Former Dragons Den judge Caan, whose private investment company Hamilton Bradshaw bought Midlands firm Knights in June, said he had spoken with 20 prospective firms in his bid to enter the legal market.
He encountered a profession dogged by the partner structure, failing to build a lasting relationship with clients and with too little focus on making money, he revealed yesterday.
Caan (pictured) told the NetLaw Strategic Leadership Forum in London that he would be keen to buy into another law firm and that several private equity investors were looking to follow his lead – but only if the culture at firms changed significantly.
‘A lot of people said this is not how this industry works: we’re about service, and profitability was a dirty word,’ said Caan.
‘The minute a business forgets the reality of why it is there it will never grow. Every day you walk into the office you’re looking to make a profit. Being ashamed or embarrassed is not how you grow – every business I invest in, I’m not ashamed that is the strategy.’
Caan said many of the firms with whom he discussed a takeover had a ‘one-night stand’ relationship with their clients. ‘Why can’t I go to a client dealing with me on real estate and talk about employment or M&A? I can assure you he is dealing with other lawyers on areas you currently do yourself.’

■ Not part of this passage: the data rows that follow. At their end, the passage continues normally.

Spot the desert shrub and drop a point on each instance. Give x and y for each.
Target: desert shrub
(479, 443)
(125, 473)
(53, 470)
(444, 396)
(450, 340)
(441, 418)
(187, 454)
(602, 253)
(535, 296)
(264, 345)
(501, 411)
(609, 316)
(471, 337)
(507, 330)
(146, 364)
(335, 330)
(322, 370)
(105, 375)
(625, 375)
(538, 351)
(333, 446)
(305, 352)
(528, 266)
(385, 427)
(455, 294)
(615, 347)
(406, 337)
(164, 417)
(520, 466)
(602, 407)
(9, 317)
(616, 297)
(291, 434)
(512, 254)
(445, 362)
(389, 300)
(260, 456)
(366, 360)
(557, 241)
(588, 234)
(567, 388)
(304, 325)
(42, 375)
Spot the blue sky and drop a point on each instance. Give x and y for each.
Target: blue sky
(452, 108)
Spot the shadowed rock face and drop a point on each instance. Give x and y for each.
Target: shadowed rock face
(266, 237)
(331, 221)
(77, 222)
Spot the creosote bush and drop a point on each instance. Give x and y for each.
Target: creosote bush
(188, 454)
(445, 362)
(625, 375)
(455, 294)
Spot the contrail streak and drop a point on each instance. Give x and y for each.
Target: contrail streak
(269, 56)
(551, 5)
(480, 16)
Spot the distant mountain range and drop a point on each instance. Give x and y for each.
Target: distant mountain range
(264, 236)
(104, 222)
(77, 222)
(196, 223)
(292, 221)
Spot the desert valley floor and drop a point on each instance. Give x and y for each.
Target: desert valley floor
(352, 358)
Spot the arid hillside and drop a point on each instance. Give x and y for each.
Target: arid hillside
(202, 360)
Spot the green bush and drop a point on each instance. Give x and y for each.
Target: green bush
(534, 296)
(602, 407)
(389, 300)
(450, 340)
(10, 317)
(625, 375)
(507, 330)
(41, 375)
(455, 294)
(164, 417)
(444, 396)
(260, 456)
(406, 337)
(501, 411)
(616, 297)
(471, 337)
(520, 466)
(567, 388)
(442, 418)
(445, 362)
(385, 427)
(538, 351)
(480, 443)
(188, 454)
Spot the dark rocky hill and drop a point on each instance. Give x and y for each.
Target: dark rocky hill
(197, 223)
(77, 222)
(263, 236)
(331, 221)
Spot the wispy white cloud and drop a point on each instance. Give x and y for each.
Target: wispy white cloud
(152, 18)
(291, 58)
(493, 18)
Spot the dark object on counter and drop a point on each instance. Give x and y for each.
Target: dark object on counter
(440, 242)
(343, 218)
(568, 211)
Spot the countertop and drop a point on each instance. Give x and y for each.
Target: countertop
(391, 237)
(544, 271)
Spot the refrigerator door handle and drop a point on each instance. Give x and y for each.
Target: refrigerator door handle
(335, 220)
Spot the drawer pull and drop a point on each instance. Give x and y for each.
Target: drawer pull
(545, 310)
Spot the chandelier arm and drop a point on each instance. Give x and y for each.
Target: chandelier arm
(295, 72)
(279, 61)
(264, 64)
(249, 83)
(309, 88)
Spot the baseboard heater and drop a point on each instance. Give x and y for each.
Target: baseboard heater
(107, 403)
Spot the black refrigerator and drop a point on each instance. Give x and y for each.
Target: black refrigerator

Caan, whose portfolio includes more than 30 companies, said the partnership model at law firms was holding back their expansion. He urged firms to consider employing more non-lawyers to management roles with experience in other sectors.
The investor said Knights had recently recruited a lawyer a week after first meeting them, compared with an average time of three to four months that most firms take.
‘After a week she said she would have expected someone just to be reading her CV,’ said Caan. ‘You have to cut the red tape in decision-making to unleash the potential.’
‘I strongly believe if you have only ever worked in one firm with one culture and one environment, the person who has been with four or five has the edge. A managing partner at a law firm is a chief executive – that’s how it should be run. There should be one leader and one decision-maker – it exists in other sectors of the economy, so why should it be any different with a law firm?’